Low density foam core is adequate for this work. Remember that you don't have to replace it all, just the bits that get damaged removing skin, or is so punky after drying as to be useless, or the stuff that refuses to dry out. On my boat where I have gone after everything below the waterline that was wet I think I may have replaced about 10% of the balsa core. The rest dried out and stiffened up and as far as I am concerned is good to go.
My boat now has multiple new layers of glass on it. It is entirely possible that with all of the work that has been done that this hull is slightly different shape than it was when it was new. Again, oh well. I suspect that it is going to also be stiffer than the original hull was because the epoxy resin is stronger and the biaxial, triaxial and cloth is stronger than the woven roving and all of the chop strand material that was used to build the boat. You do have to pay attention to section thickness wherever you are working. On my boat down by the keel and out 18" the thickness is 1/4" and above that it is less than 1/8" of actual glass. The resin is often thicker, but that is a function of how they were bonding core to the glass.
It has been a busy couple of days here in my boatyard. I have been getting lots of fiberglass on the hull and am starting to think through how to get some of the coming steps done. But I wanted to get another video together to show how I have gone about this part of the process. No doubt there are lots of ways to do this kind of crazy work, but I haven't seen anyone else actually doing an entire hull. You can find lots of information about doing core work on decks and there have been many J30 guys that have done area repairs, but I don't think I have seen anyone that has actually gone after the entire wet area of the hull below the waterline.
I really think of this boat the same way guys that restore old cars would look at their project. A little intimidating at times, overwhelming sometimes and then sometimes the whole thing reminds me of making sausage. A little ugly, but the end result should be worth the effort.
To that end the video I shot for this segment shows what might look like some ugly glass work. But that is in part the result of doing this work overhead and it shows the glass before it got sanded out, so don't get too excited yet. Also, there are many light spots you see that you might think are bubbles or poor bonding. In fact it is the result of using some Interlux Watertite Epoxy Filler that is light blue color. While most of the filling I have done is with West products I wanted to use something that was more like Bondo in the way it applied and was mixed. This filler is nice because it is stable as soon as it is mixed and it cures fairly quickly, but is easily worked.

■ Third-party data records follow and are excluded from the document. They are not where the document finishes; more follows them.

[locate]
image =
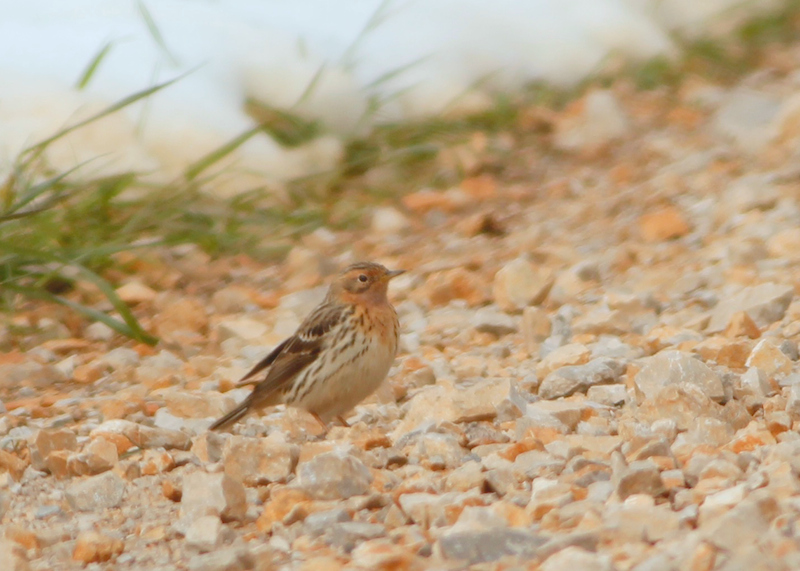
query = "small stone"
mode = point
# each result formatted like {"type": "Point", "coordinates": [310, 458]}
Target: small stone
{"type": "Point", "coordinates": [746, 118]}
{"type": "Point", "coordinates": [259, 461]}
{"type": "Point", "coordinates": [640, 477]}
{"type": "Point", "coordinates": [489, 545]}
{"type": "Point", "coordinates": [283, 501]}
{"type": "Point", "coordinates": [142, 436]}
{"type": "Point", "coordinates": [577, 558]}
{"type": "Point", "coordinates": [535, 326]}
{"type": "Point", "coordinates": [569, 380]}
{"type": "Point", "coordinates": [793, 401]}
{"type": "Point", "coordinates": [244, 328]}
{"type": "Point", "coordinates": [346, 535]}
{"type": "Point", "coordinates": [682, 403]}
{"type": "Point", "coordinates": [96, 492]}
{"type": "Point", "coordinates": [101, 455]}
{"type": "Point", "coordinates": [753, 387]}
{"type": "Point", "coordinates": [382, 554]}
{"type": "Point", "coordinates": [136, 292]}
{"type": "Point", "coordinates": [47, 441]}
{"type": "Point", "coordinates": [99, 331]}
{"type": "Point", "coordinates": [673, 367]}
{"type": "Point", "coordinates": [208, 447]}
{"type": "Point", "coordinates": [744, 523]}
{"type": "Point", "coordinates": [592, 123]}
{"type": "Point", "coordinates": [487, 320]}
{"type": "Point", "coordinates": [438, 451]}
{"type": "Point", "coordinates": [741, 325]}
{"type": "Point", "coordinates": [93, 547]}
{"type": "Point", "coordinates": [26, 538]}
{"type": "Point", "coordinates": [519, 284]}
{"type": "Point", "coordinates": [334, 475]}
{"type": "Point", "coordinates": [212, 494]}
{"type": "Point", "coordinates": [566, 355]}
{"type": "Point", "coordinates": [609, 395]}
{"type": "Point", "coordinates": [205, 533]}
{"type": "Point", "coordinates": [232, 299]}
{"type": "Point", "coordinates": [120, 358]}
{"type": "Point", "coordinates": [12, 464]}
{"type": "Point", "coordinates": [769, 358]}
{"type": "Point", "coordinates": [440, 288]}
{"type": "Point", "coordinates": [765, 304]}
{"type": "Point", "coordinates": [229, 559]}
{"type": "Point", "coordinates": [663, 224]}
{"type": "Point", "coordinates": [184, 314]}
{"type": "Point", "coordinates": [195, 404]}
{"type": "Point", "coordinates": [471, 402]}
{"type": "Point", "coordinates": [388, 220]}
{"type": "Point", "coordinates": [13, 556]}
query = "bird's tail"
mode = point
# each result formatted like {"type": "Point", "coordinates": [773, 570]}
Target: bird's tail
{"type": "Point", "coordinates": [234, 415]}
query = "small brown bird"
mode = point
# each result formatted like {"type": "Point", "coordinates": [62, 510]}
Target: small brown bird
{"type": "Point", "coordinates": [338, 356]}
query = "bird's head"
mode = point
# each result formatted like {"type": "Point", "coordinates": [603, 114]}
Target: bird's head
{"type": "Point", "coordinates": [364, 282]}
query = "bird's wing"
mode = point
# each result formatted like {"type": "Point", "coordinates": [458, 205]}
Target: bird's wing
{"type": "Point", "coordinates": [300, 350]}
{"type": "Point", "coordinates": [263, 364]}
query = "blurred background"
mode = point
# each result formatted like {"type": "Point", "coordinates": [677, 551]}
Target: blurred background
{"type": "Point", "coordinates": [239, 126]}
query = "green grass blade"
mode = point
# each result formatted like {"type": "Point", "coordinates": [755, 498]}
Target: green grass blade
{"type": "Point", "coordinates": [124, 328]}
{"type": "Point", "coordinates": [90, 70]}
{"type": "Point", "coordinates": [113, 108]}
{"type": "Point", "coordinates": [121, 307]}
{"type": "Point", "coordinates": [218, 154]}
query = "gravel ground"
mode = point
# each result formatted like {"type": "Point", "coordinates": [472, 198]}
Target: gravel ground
{"type": "Point", "coordinates": [598, 370]}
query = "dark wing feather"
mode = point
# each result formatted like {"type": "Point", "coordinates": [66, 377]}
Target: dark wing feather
{"type": "Point", "coordinates": [263, 364]}
{"type": "Point", "coordinates": [299, 351]}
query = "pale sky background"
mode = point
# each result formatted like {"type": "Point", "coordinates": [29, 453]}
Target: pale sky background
{"type": "Point", "coordinates": [419, 57]}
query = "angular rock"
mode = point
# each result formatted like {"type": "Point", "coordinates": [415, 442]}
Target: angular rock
{"type": "Point", "coordinates": [673, 367]}
{"type": "Point", "coordinates": [96, 492]}
{"type": "Point", "coordinates": [535, 326]}
{"type": "Point", "coordinates": [609, 395]}
{"type": "Point", "coordinates": [229, 559]}
{"type": "Point", "coordinates": [681, 403]}
{"type": "Point", "coordinates": [595, 121]}
{"type": "Point", "coordinates": [205, 533]}
{"type": "Point", "coordinates": [334, 475]}
{"type": "Point", "coordinates": [640, 477]}
{"type": "Point", "coordinates": [93, 547]}
{"type": "Point", "coordinates": [346, 535]}
{"type": "Point", "coordinates": [519, 284]}
{"type": "Point", "coordinates": [438, 451]}
{"type": "Point", "coordinates": [768, 356]}
{"type": "Point", "coordinates": [745, 117]}
{"type": "Point", "coordinates": [243, 328]}
{"type": "Point", "coordinates": [488, 320]}
{"type": "Point", "coordinates": [577, 558]}
{"type": "Point", "coordinates": [13, 555]}
{"type": "Point", "coordinates": [490, 545]}
{"type": "Point", "coordinates": [663, 224]}
{"type": "Point", "coordinates": [571, 354]}
{"type": "Point", "coordinates": [461, 403]}
{"type": "Point", "coordinates": [144, 436]}
{"type": "Point", "coordinates": [47, 441]}
{"type": "Point", "coordinates": [764, 303]}
{"type": "Point", "coordinates": [212, 494]}
{"type": "Point", "coordinates": [743, 524]}
{"type": "Point", "coordinates": [569, 380]}
{"type": "Point", "coordinates": [259, 461]}
{"type": "Point", "coordinates": [136, 292]}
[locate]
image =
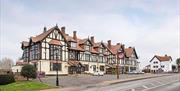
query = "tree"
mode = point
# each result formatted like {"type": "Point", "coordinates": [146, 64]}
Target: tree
{"type": "Point", "coordinates": [6, 63]}
{"type": "Point", "coordinates": [28, 71]}
{"type": "Point", "coordinates": [178, 63]}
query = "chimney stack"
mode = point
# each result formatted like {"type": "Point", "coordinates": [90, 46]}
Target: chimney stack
{"type": "Point", "coordinates": [109, 43]}
{"type": "Point", "coordinates": [118, 44]}
{"type": "Point", "coordinates": [74, 35]}
{"type": "Point", "coordinates": [92, 39]}
{"type": "Point", "coordinates": [63, 30]}
{"type": "Point", "coordinates": [45, 29]}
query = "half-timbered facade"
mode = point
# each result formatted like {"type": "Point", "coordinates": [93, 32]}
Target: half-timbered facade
{"type": "Point", "coordinates": [131, 60]}
{"type": "Point", "coordinates": [55, 50]}
{"type": "Point", "coordinates": [47, 51]}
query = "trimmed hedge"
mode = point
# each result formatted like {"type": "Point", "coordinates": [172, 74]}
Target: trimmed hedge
{"type": "Point", "coordinates": [6, 79]}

So go get a beer or something much stiffer and you can see how I have been doing this work.
I will add some new images of the pretty work from today as soon as my computer gets rebooted.
Also I apologize for the low audio level at the tail end of this, I found out after the fact that it was the computer mic and not the stand mic that actually got used for the voice over section. Maybe someday I will figure this stuff out, or not.